En el equipo de baile en el patio del barrio hay una tía; todos la llaman “Sunjie”. Antes de jubilarse trabajaba en una fábrica llevando las cuentas. Cuando bailan, siempre se coloca en el centro (C) para marcar el paso, y la disciplina del grupo es más estricta que la de cualquiera: por llegar tarde, te hacen quedarte de pie; y el teléfono tiene que ponerse en modo silencio.
El pasado noviembre, un día, al atardecer cuando la música aún sonaba a medias, Sunjie de repente se quedó clavada en su sitio. La pantalla de su teléfono estaba encendida, y no se sabía qué aplicación le había tocado. La tía de al lado se acercó a mirar y vio que era un gráfico de velas: todo rojo, rojo y más rojo. Sunjie dijo que la cuenta se la había abierto su hijo; ella en principio solo quería aprender a “ver las noticias”, pero no esperaba que, siguiendo el mismo enlace, comprara una moneda clon (de imitaciones). En el momento en que su capital inicial de varios miles subió tanto que hasta ella no se atrevía a creérselo, su cuenta llegó a mostrar que iba por más de cien mil.
El asunto se difundió por el equipo más rápido que el BGM del baile. En una semana se añadieron a su WeChat al menos siete u ocho tías para preguntarle “cómo se opera”. Incluso la tía Liu, que normalmente es la más tacaña y siempre regatea al comprar verduras, fue y metió una parte de su dinero para el retiro.
Pero no pasó ni la mitad de un mes cuando esa moneda se desplomó de golpe a la mitad. El dinero de la tía Liu se redujo a menos de la mitad. Le entró un enfado tal que, al bailar, hasta se le desordenaron los pasos. Durante un tiempo, en los mensajes privados del equipo casi todo era “¿conviene cortar pérdidas?”. Sunjie, en cambio, cuando la cotización estuvo en la parte más alta, fue ella quien se salió antes; no fue codiciosa.
Desde entonces, esto se volvió un tema del que todos entendían y nadie mencionaba en voz alta. Sunjie, por su parte, con la parte de las ganancias invitó al grupo a cenar una tanda de hot pot (fondue de estilo chino), como una forma de cerrar el asunto. Ahora el equipo sigue bailando como siempre, solo que el volumen del teléfono lo dejan aún más bajito; nadie sabe si será que otra vez están “revisando el tablero” en secreto.
¿Han visto a alguien a su alrededor que, en apariencia, no se parece en nada a alguien que vaya a especular con monedas, pero en privado resulta ser un experto?
#币圈故事 #风险
El pasado noviembre, un día, al atardecer cuando la música aún sonaba a medias, Sunjie de repente se quedó clavada en su sitio. La pantalla de su teléfono estaba encendida, y no se sabía qué aplicación le había tocado. La tía de al lado se acercó a mirar y vio que era un gráfico de velas: todo rojo, rojo y más rojo. Sunjie dijo que la cuenta se la había abierto su hijo; ella en principio solo quería aprender a “ver las noticias”, pero no esperaba que, siguiendo el mismo enlace, comprara una moneda clon (de imitaciones). En el momento en que su capital inicial de varios miles subió tanto que hasta ella no se atrevía a creérselo, su cuenta llegó a mostrar que iba por más de cien mil.
El asunto se difundió por el equipo más rápido que el BGM del baile. En una semana se añadieron a su WeChat al menos siete u ocho tías para preguntarle “cómo se opera”. Incluso la tía Liu, que normalmente es la más tacaña y siempre regatea al comprar verduras, fue y metió una parte de su dinero para el retiro.
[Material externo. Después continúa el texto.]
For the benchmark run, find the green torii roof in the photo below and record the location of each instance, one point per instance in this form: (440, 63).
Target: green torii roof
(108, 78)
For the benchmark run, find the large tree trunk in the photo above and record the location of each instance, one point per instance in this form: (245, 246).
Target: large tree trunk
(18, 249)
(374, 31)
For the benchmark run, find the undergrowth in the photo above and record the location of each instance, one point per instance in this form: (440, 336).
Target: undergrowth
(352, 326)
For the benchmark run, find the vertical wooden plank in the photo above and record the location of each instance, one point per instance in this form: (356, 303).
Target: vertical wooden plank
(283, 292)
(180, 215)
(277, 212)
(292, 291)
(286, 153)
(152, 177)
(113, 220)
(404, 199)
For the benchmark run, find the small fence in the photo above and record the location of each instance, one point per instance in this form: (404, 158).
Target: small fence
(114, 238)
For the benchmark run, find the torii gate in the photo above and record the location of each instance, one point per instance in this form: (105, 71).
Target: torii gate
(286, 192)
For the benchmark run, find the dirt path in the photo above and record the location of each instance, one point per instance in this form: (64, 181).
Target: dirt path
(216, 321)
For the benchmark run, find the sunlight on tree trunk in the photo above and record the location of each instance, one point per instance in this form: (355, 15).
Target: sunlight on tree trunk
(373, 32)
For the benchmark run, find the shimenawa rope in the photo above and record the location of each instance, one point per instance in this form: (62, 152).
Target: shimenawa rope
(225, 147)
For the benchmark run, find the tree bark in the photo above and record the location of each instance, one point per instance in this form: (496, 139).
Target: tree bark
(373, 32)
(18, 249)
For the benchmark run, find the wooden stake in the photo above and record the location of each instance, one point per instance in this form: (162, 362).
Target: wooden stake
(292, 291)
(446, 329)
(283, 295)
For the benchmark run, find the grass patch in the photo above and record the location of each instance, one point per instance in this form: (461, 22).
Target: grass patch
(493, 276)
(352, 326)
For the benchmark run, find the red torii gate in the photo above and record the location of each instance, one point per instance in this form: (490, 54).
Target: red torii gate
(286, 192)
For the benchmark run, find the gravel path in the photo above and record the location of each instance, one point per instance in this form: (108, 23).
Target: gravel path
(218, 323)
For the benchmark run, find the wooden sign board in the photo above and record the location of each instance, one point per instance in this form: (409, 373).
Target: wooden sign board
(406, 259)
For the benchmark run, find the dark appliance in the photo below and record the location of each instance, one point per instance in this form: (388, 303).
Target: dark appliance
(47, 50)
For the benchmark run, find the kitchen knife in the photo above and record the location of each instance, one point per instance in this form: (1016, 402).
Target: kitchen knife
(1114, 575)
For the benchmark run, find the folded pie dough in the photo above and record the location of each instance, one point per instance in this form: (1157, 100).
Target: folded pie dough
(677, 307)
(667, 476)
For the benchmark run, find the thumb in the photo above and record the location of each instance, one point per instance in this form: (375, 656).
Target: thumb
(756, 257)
Pero no pasó ni la mitad de un mes cuando esa moneda se desplomó de golpe a la mitad. El dinero de la tía Liu se redujo a menos de la mitad. Le entró un enfado tal que, al bailar, hasta se le desordenaron los pasos. Durante un tiempo, en los mensajes privados del equipo casi todo era “¿conviene cortar pérdidas?”. Sunjie, en cambio, cuando la cotización estuvo en la parte más alta, fue ella quien se salió antes; no fue codiciosa.
Desde entonces, esto se volvió un tema del que todos entendían y nadie mencionaba en voz alta. Sunjie, por su parte, con la parte de las ganancias invitó al grupo a cenar una tanda de hot pot (fondue de estilo chino), como una forma de cerrar el asunto. Ahora el equipo sigue bailando como siempre, solo que el volumen del teléfono lo dejan aún más bajito; nadie sabe si será que otra vez están “revisando el tablero” en secreto.
¿Han visto a alguien a su alrededor que, en apariencia, no se parece en nada a alguien que vaya a especular con monedas, pero en privado resulta ser un experto?